As per the report of psychologist Bruno Klopfer published in 1957- Mr.Wrigt was apparently living the last days of his life in a hospital dying of lymph node cancer. Tumours had affected the neck, groin, abdomen and the chest and doctors had already exhausted their available options. But, Mr.Wright believed that the anticancer drug-Krebiozen would rid him of his cancer. The doctors injected the drug and to their amazement found that Mr.Wright’s tumours were cut down to half the size in 3 days and was discharged in 10 days.
Encouraged by Mr.Wright’s progress, the doctors administered Krebiozen to other patients only to find that there was no improvement whatsoever.
So, was the improvement perceived by Mr.Wright or was it actual?

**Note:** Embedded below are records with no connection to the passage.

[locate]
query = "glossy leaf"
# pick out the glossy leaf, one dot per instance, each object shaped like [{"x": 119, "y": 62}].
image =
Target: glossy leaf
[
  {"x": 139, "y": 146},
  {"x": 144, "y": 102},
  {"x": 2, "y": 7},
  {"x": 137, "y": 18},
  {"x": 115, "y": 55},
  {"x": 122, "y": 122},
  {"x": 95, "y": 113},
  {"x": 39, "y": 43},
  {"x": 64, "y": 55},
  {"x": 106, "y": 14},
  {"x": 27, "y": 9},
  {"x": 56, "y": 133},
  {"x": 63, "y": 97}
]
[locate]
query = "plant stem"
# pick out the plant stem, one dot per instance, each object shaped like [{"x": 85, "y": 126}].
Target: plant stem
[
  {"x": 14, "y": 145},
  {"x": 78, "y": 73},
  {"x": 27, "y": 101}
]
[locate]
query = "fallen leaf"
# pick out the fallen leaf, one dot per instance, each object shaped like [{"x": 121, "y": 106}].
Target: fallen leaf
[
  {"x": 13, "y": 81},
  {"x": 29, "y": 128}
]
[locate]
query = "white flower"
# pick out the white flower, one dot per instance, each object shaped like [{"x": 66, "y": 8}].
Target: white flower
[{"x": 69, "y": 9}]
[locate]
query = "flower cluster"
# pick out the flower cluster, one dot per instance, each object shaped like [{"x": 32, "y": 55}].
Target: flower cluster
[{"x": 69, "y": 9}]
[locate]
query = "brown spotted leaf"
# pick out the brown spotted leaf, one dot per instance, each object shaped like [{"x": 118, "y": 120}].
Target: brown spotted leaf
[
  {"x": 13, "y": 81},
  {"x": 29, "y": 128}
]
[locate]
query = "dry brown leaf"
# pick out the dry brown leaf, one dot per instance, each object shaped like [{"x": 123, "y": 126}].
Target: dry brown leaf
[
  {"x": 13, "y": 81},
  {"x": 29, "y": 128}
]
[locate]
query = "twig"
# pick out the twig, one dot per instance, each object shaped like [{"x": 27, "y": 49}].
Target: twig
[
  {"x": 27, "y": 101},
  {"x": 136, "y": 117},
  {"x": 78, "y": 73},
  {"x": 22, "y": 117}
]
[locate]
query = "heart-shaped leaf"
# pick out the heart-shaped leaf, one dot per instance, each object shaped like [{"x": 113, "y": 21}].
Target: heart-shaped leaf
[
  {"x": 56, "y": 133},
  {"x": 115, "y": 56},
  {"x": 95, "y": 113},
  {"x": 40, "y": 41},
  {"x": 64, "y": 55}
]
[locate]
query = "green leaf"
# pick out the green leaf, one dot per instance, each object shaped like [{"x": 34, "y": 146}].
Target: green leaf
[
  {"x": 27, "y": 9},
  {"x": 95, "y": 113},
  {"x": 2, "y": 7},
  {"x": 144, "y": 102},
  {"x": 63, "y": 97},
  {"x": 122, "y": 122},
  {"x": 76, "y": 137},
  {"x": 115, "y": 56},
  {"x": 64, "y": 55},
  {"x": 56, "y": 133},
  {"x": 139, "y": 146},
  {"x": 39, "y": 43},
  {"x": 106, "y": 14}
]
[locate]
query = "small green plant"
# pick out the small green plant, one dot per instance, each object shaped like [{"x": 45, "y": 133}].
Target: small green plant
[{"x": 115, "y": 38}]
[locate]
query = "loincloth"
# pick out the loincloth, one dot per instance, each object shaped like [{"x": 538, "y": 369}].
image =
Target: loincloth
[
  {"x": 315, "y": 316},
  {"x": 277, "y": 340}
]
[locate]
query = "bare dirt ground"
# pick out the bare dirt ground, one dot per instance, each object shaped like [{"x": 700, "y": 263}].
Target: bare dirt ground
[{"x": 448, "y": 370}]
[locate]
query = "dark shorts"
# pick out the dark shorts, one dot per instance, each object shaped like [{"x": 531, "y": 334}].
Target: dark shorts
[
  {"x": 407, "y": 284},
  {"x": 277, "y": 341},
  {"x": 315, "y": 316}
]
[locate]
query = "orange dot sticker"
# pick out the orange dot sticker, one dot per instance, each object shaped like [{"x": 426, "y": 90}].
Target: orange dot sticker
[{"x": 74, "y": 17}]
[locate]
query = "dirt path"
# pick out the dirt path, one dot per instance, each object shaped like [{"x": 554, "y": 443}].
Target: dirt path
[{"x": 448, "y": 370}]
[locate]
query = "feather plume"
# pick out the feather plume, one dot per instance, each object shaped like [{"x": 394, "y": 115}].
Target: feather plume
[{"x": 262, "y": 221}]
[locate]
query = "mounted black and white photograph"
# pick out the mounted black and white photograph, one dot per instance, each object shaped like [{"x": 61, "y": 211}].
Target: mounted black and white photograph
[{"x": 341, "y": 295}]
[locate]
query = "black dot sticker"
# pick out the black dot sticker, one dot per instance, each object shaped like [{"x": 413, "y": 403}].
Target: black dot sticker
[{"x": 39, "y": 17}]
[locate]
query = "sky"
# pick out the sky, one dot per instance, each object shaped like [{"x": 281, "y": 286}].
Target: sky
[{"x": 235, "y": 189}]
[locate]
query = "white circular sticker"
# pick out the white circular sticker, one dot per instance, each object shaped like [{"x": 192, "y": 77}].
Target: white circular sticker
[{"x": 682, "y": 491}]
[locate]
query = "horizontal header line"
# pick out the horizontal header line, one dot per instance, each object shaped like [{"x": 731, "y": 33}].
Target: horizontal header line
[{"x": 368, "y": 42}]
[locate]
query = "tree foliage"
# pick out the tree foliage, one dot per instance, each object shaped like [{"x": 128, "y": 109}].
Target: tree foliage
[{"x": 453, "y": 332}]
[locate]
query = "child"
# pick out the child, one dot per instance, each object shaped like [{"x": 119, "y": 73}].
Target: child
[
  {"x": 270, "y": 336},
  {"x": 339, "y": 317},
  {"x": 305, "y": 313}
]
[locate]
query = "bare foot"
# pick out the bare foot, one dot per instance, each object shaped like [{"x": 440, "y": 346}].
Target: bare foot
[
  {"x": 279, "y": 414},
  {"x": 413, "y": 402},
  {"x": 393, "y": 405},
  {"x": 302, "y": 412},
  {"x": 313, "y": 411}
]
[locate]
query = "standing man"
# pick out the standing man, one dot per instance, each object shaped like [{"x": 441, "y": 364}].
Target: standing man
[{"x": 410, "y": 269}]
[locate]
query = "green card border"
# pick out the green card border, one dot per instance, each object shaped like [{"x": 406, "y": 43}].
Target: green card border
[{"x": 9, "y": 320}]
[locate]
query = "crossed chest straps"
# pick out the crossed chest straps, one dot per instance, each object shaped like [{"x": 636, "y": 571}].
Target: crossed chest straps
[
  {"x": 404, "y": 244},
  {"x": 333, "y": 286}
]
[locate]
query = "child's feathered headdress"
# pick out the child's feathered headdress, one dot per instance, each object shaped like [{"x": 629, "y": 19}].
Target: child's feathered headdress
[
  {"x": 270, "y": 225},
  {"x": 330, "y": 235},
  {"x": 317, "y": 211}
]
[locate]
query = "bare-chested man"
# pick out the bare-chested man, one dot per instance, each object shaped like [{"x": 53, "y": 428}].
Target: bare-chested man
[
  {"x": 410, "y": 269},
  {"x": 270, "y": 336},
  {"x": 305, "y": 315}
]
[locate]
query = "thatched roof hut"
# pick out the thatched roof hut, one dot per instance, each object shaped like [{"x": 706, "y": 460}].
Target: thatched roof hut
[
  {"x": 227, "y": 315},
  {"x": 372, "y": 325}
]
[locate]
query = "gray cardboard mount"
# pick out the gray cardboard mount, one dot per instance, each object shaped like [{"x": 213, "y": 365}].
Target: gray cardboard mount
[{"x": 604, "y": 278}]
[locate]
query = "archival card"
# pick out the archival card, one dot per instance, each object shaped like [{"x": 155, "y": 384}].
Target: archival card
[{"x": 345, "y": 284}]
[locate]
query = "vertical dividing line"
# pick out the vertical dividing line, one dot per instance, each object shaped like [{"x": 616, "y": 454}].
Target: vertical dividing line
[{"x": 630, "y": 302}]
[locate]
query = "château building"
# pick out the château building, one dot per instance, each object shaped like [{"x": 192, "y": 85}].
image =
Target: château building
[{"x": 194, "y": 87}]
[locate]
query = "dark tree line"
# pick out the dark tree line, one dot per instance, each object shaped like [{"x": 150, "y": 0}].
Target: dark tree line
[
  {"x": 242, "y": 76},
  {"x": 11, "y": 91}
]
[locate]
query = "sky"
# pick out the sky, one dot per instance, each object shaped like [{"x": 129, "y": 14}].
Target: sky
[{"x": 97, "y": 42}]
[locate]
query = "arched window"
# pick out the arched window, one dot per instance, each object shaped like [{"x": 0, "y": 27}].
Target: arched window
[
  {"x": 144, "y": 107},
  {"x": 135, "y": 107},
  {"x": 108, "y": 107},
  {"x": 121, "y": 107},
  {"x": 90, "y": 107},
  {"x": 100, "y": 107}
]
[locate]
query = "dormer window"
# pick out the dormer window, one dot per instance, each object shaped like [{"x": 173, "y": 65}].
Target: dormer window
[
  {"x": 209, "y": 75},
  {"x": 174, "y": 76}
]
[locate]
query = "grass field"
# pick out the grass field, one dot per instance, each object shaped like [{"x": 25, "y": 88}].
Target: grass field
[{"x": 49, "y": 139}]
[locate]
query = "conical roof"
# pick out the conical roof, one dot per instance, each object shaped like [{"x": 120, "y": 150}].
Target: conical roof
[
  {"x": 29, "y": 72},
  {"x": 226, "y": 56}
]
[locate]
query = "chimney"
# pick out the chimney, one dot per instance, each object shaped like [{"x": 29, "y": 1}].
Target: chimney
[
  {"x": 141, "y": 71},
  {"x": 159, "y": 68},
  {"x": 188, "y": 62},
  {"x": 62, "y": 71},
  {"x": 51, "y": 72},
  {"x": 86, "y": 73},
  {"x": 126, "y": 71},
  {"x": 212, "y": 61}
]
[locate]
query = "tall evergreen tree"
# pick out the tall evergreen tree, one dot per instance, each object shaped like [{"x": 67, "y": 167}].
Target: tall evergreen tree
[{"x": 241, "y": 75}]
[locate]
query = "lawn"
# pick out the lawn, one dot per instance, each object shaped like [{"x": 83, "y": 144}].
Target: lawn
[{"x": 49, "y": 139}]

The placebo effect-would not get better!
The Placebo Effect: “I shall please”, the literal translation of the Latin word is a medicinal sham widely used in medicine to simulate or intervene treatment.
- The “I shall please” effect solidifies the fact that the human brain plays an important role in maintaining physical health. But, laboratory work and clinical medicine are miles apart and there would be a clash between the Hippocratic Oath and the deceptive use of inert placebos.

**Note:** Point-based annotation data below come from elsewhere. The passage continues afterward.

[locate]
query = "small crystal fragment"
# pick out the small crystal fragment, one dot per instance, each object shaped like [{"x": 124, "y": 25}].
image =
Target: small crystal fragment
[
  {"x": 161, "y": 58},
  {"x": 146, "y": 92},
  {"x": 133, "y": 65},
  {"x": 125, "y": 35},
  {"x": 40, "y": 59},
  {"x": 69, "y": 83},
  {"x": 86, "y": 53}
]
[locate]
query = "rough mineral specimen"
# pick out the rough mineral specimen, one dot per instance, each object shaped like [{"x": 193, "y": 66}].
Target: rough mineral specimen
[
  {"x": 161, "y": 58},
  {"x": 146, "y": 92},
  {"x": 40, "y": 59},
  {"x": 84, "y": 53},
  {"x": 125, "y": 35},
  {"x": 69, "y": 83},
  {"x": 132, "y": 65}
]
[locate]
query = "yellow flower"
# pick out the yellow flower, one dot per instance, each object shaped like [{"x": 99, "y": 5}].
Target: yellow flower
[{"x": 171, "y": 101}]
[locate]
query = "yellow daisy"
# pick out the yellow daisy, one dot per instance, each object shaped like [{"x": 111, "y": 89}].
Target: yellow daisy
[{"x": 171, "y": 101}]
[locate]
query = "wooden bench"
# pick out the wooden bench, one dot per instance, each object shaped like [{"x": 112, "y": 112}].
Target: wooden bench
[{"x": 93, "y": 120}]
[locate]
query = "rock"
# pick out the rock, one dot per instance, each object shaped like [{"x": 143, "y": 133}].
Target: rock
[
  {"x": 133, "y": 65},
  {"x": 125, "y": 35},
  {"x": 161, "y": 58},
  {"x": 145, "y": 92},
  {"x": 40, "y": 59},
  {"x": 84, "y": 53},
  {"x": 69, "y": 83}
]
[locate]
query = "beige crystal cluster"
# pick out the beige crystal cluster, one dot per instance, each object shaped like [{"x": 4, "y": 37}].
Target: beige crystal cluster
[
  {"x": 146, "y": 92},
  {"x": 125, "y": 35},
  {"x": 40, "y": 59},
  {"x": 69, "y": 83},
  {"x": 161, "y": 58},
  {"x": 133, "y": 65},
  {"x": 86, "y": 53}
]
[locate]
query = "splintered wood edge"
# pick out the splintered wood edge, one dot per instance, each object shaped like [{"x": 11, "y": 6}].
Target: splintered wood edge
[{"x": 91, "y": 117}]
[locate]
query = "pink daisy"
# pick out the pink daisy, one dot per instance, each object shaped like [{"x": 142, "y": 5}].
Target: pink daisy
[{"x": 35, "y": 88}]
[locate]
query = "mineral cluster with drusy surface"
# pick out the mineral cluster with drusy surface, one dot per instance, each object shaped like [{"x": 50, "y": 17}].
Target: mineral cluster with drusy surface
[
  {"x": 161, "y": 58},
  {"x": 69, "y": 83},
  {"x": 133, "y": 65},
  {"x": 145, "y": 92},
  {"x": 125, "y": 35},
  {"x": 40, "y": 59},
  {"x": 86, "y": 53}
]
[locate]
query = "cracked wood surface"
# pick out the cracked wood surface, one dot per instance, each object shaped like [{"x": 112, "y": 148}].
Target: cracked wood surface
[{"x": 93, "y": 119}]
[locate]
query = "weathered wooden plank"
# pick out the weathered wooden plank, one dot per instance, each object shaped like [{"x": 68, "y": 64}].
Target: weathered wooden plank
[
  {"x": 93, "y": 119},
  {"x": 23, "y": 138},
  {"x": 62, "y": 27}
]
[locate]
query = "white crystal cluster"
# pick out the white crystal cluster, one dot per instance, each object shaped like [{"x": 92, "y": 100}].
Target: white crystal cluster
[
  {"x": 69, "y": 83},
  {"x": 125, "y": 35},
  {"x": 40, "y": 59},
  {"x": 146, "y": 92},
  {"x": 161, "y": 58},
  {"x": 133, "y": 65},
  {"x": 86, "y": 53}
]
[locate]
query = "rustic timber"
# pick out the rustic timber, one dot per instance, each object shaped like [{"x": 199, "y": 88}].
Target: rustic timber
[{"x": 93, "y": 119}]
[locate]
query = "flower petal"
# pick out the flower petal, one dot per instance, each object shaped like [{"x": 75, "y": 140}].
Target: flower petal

- Prescribing placebos keeping a patient in mind can be allowed. But, can prescribing just pure placebos alone cure a patient? No conclusive evidence exists that can solidify the use of placebos for curing patients.
- The debate about placebos has been ongoing for 55 years now, and there still exists no concrete evidence to suggests its effectiveness.

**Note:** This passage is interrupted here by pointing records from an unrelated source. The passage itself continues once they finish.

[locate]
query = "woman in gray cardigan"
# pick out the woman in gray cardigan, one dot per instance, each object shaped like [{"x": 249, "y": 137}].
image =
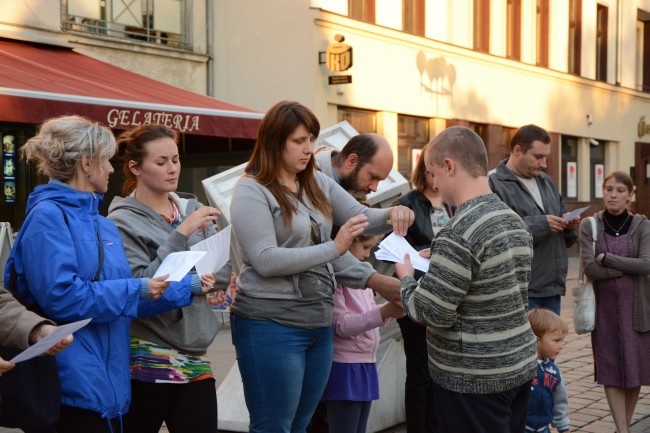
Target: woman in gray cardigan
[
  {"x": 282, "y": 212},
  {"x": 171, "y": 377},
  {"x": 619, "y": 270}
]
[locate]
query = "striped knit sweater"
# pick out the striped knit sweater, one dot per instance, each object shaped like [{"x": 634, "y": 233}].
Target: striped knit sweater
[{"x": 473, "y": 300}]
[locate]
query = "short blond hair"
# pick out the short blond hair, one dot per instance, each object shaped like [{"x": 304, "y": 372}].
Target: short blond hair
[
  {"x": 62, "y": 142},
  {"x": 543, "y": 320}
]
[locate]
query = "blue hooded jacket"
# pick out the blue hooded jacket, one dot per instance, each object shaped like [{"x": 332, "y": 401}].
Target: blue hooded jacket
[{"x": 54, "y": 258}]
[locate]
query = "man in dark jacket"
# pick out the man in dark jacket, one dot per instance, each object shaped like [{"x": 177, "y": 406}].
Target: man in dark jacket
[{"x": 520, "y": 181}]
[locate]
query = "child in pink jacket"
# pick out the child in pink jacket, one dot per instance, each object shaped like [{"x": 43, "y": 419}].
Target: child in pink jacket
[{"x": 353, "y": 381}]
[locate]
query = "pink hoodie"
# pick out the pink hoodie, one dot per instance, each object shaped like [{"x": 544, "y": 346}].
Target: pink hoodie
[{"x": 356, "y": 319}]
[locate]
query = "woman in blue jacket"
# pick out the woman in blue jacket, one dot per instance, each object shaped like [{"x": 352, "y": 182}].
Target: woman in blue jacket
[{"x": 69, "y": 263}]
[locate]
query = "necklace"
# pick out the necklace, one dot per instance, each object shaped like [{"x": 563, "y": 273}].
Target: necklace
[{"x": 612, "y": 228}]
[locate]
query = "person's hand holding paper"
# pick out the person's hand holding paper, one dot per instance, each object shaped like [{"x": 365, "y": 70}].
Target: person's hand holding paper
[
  {"x": 217, "y": 248},
  {"x": 179, "y": 264},
  {"x": 394, "y": 247}
]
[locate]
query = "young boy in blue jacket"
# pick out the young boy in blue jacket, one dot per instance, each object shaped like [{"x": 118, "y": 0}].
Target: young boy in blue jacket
[{"x": 548, "y": 402}]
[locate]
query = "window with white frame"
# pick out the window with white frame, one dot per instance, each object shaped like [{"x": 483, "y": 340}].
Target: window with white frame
[{"x": 159, "y": 22}]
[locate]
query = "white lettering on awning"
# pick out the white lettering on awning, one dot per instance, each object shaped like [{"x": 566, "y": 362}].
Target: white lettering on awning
[{"x": 128, "y": 118}]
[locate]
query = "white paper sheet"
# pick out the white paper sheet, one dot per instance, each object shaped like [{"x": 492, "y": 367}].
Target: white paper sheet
[
  {"x": 178, "y": 264},
  {"x": 575, "y": 213},
  {"x": 58, "y": 334},
  {"x": 217, "y": 248},
  {"x": 393, "y": 248}
]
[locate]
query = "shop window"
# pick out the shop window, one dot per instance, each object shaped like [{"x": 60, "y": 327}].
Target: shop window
[
  {"x": 412, "y": 136},
  {"x": 569, "y": 176},
  {"x": 601, "y": 43},
  {"x": 413, "y": 16},
  {"x": 481, "y": 24},
  {"x": 364, "y": 121},
  {"x": 543, "y": 23},
  {"x": 575, "y": 36},
  {"x": 597, "y": 169},
  {"x": 160, "y": 22},
  {"x": 643, "y": 46},
  {"x": 362, "y": 10},
  {"x": 513, "y": 29}
]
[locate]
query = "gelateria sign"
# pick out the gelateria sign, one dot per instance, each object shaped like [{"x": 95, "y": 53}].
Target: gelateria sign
[{"x": 125, "y": 118}]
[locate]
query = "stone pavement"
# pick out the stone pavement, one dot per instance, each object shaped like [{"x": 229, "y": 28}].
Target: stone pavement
[{"x": 587, "y": 404}]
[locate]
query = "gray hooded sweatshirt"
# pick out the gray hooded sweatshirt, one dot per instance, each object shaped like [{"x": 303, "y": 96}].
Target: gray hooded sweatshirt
[{"x": 148, "y": 239}]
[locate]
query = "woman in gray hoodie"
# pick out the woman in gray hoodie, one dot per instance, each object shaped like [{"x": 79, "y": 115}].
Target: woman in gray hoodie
[{"x": 171, "y": 377}]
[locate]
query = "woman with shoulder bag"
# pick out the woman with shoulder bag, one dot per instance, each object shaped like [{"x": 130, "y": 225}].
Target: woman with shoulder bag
[{"x": 619, "y": 271}]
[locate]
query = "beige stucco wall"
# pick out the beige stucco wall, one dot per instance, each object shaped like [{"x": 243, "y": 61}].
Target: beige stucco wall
[{"x": 275, "y": 56}]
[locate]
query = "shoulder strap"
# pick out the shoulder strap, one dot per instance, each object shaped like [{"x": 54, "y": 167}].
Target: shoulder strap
[{"x": 594, "y": 231}]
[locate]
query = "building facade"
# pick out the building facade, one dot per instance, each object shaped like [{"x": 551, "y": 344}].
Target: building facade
[{"x": 409, "y": 68}]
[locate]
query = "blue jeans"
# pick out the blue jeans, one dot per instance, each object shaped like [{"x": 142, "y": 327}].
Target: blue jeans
[
  {"x": 284, "y": 371},
  {"x": 549, "y": 302}
]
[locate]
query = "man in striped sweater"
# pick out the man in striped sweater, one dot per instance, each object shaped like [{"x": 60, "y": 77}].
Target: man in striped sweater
[{"x": 473, "y": 298}]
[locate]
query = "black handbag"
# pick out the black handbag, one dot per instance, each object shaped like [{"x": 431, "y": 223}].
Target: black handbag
[{"x": 30, "y": 393}]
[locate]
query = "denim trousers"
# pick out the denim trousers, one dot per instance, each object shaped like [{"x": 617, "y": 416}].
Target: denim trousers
[{"x": 284, "y": 371}]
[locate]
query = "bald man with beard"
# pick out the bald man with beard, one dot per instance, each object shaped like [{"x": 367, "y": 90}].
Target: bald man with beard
[{"x": 366, "y": 160}]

Brain and the Placebo Effect: The use of placebos is just not restricted to a particular area of medicine but is widespread in all the fields of medicine.
The use of shams has been so effective that there have been reports of improvement in-
- pain alleviation
- arthritic conditions
- Parkinson’s disease
Not just the use of a drug or an injection, but just the feeling of being treated can bring about a huge psychological change, thanks to the patient’s perception. These beliefs are not intentional and are only a part of one’s sub-conscious mind.
- Yet, these beliefs are apparently said to control bodily reactions like hormonal responses and immunity levels.
- Researchers have been able to conclude that the roots of these placebo responses exists in brain’s active regions.
The Duration of the Effect: If it clicks, the effects of placebo can be felt for a long time. For instance, rheumatoid arthritis patients can experience the effects for at least 2 years, over 8 weeks in panic disorder patients and over 6 months in people who suffer from angina pectoris (severe chest pain).
The Nocebo Effect: “I shall harm”, the exact opposite of placebo. Any medicine would come with its share of side-effects and so does an inert medicine.
- For instance, use of inert drugs can lead to withdrawal symptoms in women suffering from menopause.
- Opiate when used in the form of a placebo can lead to respiratory depression.
The Use of Placebos: In recent times, the use of placebos has been more in order to stop the abuse of drugs. Most doctors are having to resort to these inert drugs to calm patients’ demands of unjustified medicines.
- Some of the most used placebos are antibiotics for treating viral infections and vitamins to deal with fatigue.
- Surveys have reported that almost 48 percent practitioners in Denmark prescribe placebos while the percentage increases to 60 in Israel.
- Critics of this practice suggest that the prescribing of inert drugs is not good for a doctor-patient relationship. They also point out that the a proper diagnosis and treatment would be delayed in case the underlying condition is a serious one.
Placebo- a myth or reality comes down to the individual who is perceiving it.